The Singular “Art” of Imperfection

by Marnie Macauley May 30, 2017
 

 

marnie-juneAs I deal in relationships, I’m overwhelmed with a nation of people who have adopted “perfection” as the hallmark of our (Jewish) culture. More, too many Jewish people have been made miserable by this exhausting endeavor, which in turn makes me miserable. This month, I’m here to tell you this has got to stop.

“PERFECTION” VS. “GOOD ENOUGH”

If you want the perfect, phenomenal…family…marriage…sex life…date – buy the experts’ books and poof! Get it down in three – or 10 easy steps. We’ve all seen or read the plethora of blather mucking up the self-help shelves over the last 25 years. And while there are tips we can certainly glean – usually common-sense simplicity – the real crime here is nonsense expectations.

Yet, it sells. It sells because the concept of perfection is seductive. It sounds so…American. Becoming numero uno has always been an American dream. Who doesn’t want to make the perfect landing on the Olympic balance beam? Or make a phenomenal break-through to cure cancer? But now, it’s an American cultural pastime in the extreme. “Imperfect” means you can’t swallow 100 earthworms in under 30 seconds.

In relationships, the danger’s even more serious. Surrounded by a culture of phenomenal perfectionism, the normal human can only reach one conclusion: We’re all a bunch of screw-ups.  The very titles of these books imply we’re a mess if we’ve failed to reach personal Nirvana. So, like wiggy mad hatters we buy this stuff. Then, by “Step Two,” when despite our best efforts to follow flavor of the month “expert” drills, our mates won’t list their faults, our children are headed to Tijuana, our dog is eating our “Family Rules” chart, and our in-laws are cutting us out of the will – what we’re left with is: We’re miserable failures who don’t deserve even a Cel-Ray. 

All this despite the fact that phenomenal perfectionism is a bold-faced impossibility! And we’re being duped by a ridiculous and yes, questionable challenge, if taken literally. The “perfect” child? Start saving for shrink bills. The “perfect” mate? Look around for signs to Stepford. The “phenomenal” family? A nice thought. Check their texts.

So let’s make a simple wording switch. Instead of phenomenal perfectionism, how about, “good enough.” “Good enough” doesn’t mean lying in a Barcalounger with a Schnapps in a stupor while the family runs amok, ignored. No. “Good enough” is tough. It demands real work. It requires real commitment, not to an ideal, but to developing the very best in us and to make the very best choices for us, knowing life often deals us tsouris. Good parents sometimes have difficult children. Good wives sometimes can’t get it all done. Good dads sometimes lose their jobs for no comprehensible reason. And only some of that meshugas is within our personal control. “Good enough” lets you do things you can control, your way and in your best interest, without searing your soul to shards.

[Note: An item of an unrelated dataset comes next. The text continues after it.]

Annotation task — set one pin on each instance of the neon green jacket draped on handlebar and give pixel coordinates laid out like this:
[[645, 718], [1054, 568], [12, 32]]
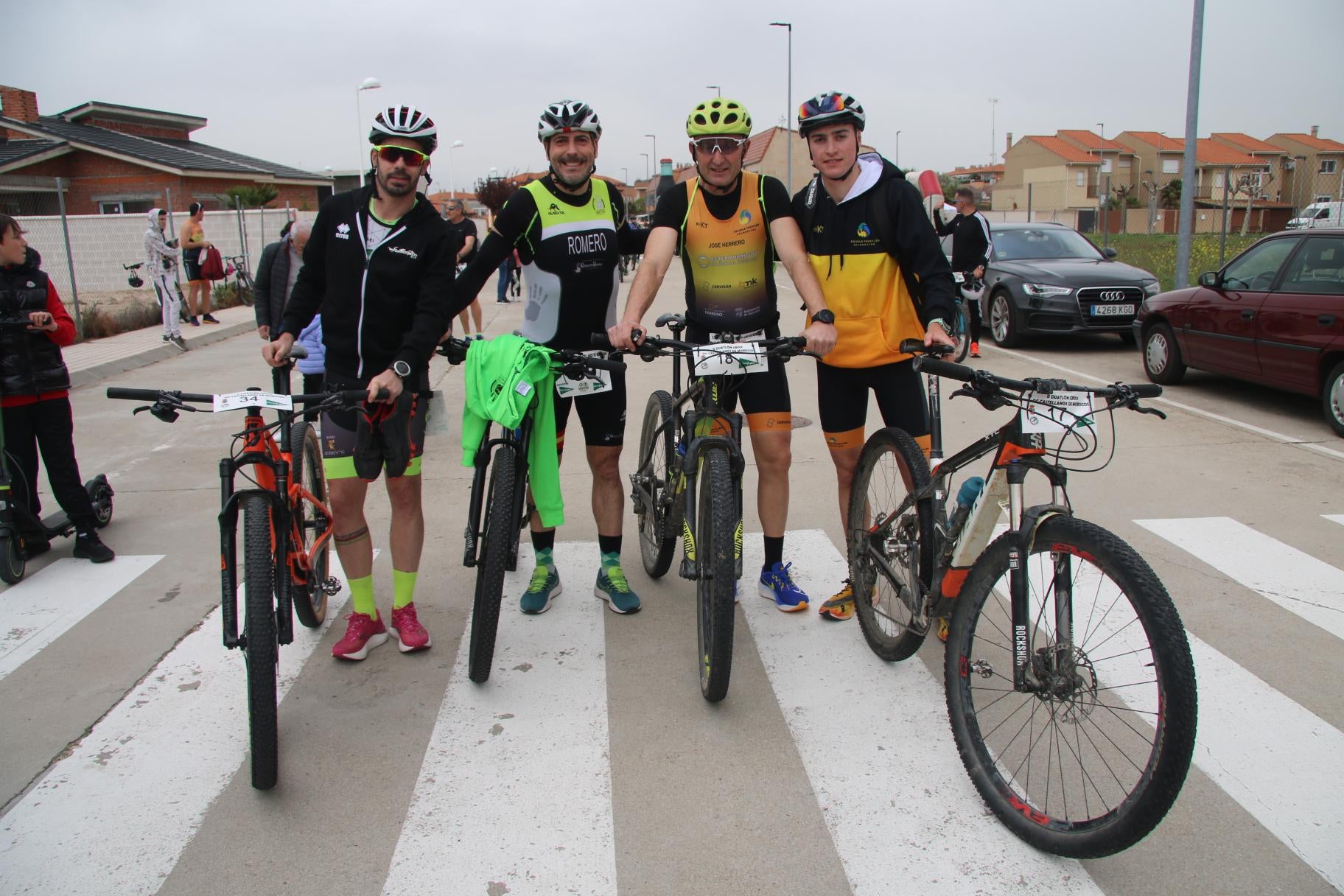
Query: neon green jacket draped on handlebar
[[503, 379]]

“Perfect” is results driven. “Good enough” is effort driven – a far more realistic and important quality, regardless of outcome. In fact, we learn more from our mistakes and failures than from our successes. The true “success” is in the trying, the determination, the failure, and the chutzpah to get up once again.

“Perfect” sets up unrealistic expectations. If we’re not “constantly in love” like young bull frogs, if our child was born with a temperament like Genghis Kahn, if the moron we trained gets our promotion, we feel there’s a party going on and our invite was lost in the mail.

“Good enough” lets us set up life in the Real Lane. We understand the difference between rotten circumstances and “rotten” us. We see limits, evaluate them, forge strategies and make solid choices – based on our effort and what we’ve got to work with.

“Perfect” suggests a shopping list. A one-size-fits all M.O. and standard. A Harvard degree. Enough stocks and bonds to blanket Wall Street. A pending escrow on a castle.

“Good enough” allows us to make life a custom job. We can author it our own way. “Perfect” suggest absolutes and takes no prisoners. It’s A-list or F.

“Good enough” embraces forgiveness and acceptance – of workable situations – even if they’re not “perfect.” It requires understanding that there isn’t one but competing values that have to be assessed and factored in truth.

“Good enough” allows us to separate our very human imperfections from our entire self-view. It not only puts other people’s foibles in perspective, it permits us to continue to love ourselves unconditionally.

Life is a glorious work in progress. The next time you see some “expert” hawking “Ten Ways to the Perfect Marriage” or “How to Keep Him Phenomenally Happy Forever,” first consider: “What will it take for me to be ‘good enough’ – the best I can be?” That requires not “perfection” but knowing where you want to go, and setting life by your rules and very personal realities.